Link of the Paper: https://arxiv.org/pdf/1412.6632.pdf
Main Points:
- A multimodal Recurrent Neural Networks ( CNNs + a multimodal layer + RNNs )
- The m-RNN model is trained using a log-likelihood cost function. The errors can be backpropagated to the three parts of the m-RNN model to update the model parameters simultaneously.
Other Key Points:
- Applications for Image Captioning: early childhood education, image retrieval, and navigation for the blind.

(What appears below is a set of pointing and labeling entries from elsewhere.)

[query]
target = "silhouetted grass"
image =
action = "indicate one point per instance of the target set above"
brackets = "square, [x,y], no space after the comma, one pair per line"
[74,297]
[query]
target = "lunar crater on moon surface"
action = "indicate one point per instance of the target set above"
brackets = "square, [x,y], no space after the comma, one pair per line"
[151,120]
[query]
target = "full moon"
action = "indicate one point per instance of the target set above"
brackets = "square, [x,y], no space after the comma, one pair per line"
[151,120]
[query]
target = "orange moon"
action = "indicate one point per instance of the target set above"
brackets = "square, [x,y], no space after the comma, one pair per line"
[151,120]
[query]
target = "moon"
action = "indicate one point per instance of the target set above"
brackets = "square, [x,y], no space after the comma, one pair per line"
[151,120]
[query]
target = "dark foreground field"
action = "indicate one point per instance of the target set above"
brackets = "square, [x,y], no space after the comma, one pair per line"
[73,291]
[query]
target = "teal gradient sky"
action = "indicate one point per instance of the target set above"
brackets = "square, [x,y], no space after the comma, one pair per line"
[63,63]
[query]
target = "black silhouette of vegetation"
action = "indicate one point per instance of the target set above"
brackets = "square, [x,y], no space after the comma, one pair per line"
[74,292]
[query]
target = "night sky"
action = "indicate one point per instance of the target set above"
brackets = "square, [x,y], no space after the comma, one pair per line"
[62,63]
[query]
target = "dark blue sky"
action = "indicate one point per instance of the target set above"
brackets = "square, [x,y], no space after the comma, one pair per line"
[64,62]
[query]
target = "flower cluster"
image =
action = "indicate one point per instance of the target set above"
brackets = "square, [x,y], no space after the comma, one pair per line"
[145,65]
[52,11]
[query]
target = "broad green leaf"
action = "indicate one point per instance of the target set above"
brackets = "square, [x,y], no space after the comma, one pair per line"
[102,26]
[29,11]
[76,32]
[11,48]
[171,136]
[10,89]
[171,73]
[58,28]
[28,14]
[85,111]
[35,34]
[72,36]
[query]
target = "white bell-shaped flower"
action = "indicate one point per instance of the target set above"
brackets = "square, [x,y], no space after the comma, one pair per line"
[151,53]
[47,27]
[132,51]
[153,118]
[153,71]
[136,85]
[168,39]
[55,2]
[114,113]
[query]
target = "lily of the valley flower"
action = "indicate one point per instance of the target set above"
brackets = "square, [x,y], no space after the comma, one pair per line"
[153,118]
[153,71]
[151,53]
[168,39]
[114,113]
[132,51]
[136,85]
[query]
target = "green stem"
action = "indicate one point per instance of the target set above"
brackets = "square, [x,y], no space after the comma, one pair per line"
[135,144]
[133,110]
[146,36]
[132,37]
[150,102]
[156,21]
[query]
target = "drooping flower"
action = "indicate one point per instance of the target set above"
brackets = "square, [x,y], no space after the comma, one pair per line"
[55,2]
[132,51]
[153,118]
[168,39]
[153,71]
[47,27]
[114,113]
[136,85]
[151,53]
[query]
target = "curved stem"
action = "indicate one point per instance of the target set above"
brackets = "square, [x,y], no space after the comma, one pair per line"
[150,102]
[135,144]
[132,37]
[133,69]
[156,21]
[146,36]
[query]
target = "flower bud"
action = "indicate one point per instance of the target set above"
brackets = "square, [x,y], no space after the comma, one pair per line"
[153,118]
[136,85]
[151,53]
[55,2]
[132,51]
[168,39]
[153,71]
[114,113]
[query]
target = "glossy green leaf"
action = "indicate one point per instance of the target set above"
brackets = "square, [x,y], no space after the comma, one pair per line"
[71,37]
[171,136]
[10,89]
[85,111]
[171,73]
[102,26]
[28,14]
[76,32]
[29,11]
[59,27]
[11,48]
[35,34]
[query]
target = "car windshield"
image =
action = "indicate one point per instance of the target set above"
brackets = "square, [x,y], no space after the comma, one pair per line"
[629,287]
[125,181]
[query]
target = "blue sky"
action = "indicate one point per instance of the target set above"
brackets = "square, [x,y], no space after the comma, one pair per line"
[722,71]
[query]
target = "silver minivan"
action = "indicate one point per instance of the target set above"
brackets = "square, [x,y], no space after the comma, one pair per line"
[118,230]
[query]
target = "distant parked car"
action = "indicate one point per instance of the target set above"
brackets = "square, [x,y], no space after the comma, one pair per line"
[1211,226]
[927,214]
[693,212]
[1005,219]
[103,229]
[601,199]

- Many previous methods treat the task of describing images as a retrieval task and formulate the problem as a ranking or embedding learning problem. They first extract the word and sentence features ( e.g. Socher et al.(2014) uses dependency tree Recursive Neural Network to extract sentence features ) as well as the image features. Then they optimize a ranking cost to learn an embedding model that maps both the sentence feature and the image feature to a common semantic feature space ( the same semantic space ). In this way, they can directly calculate the distance between images and sentences. These methods genarate image captions by retrieving them from a sentence database. Thus, they lack the ability of generating novel sentences or describing images that contain novel combinations of objects and scenes.
- Benchmark datasets for Image Captioning: IAPR TC-12 ( Grubinger et al.(2006) ), Flickr 8K ( Rashtchian et al.(2010) ), Flickr 30K ( Young et al.(2014) ) and MS COCO ( Lin et al.(2014) ).
- Tasks related to Image Captioning: Generating Novel Sentences, Retrieving Images Given a Sentence, Retrieving Sentences Given an Image.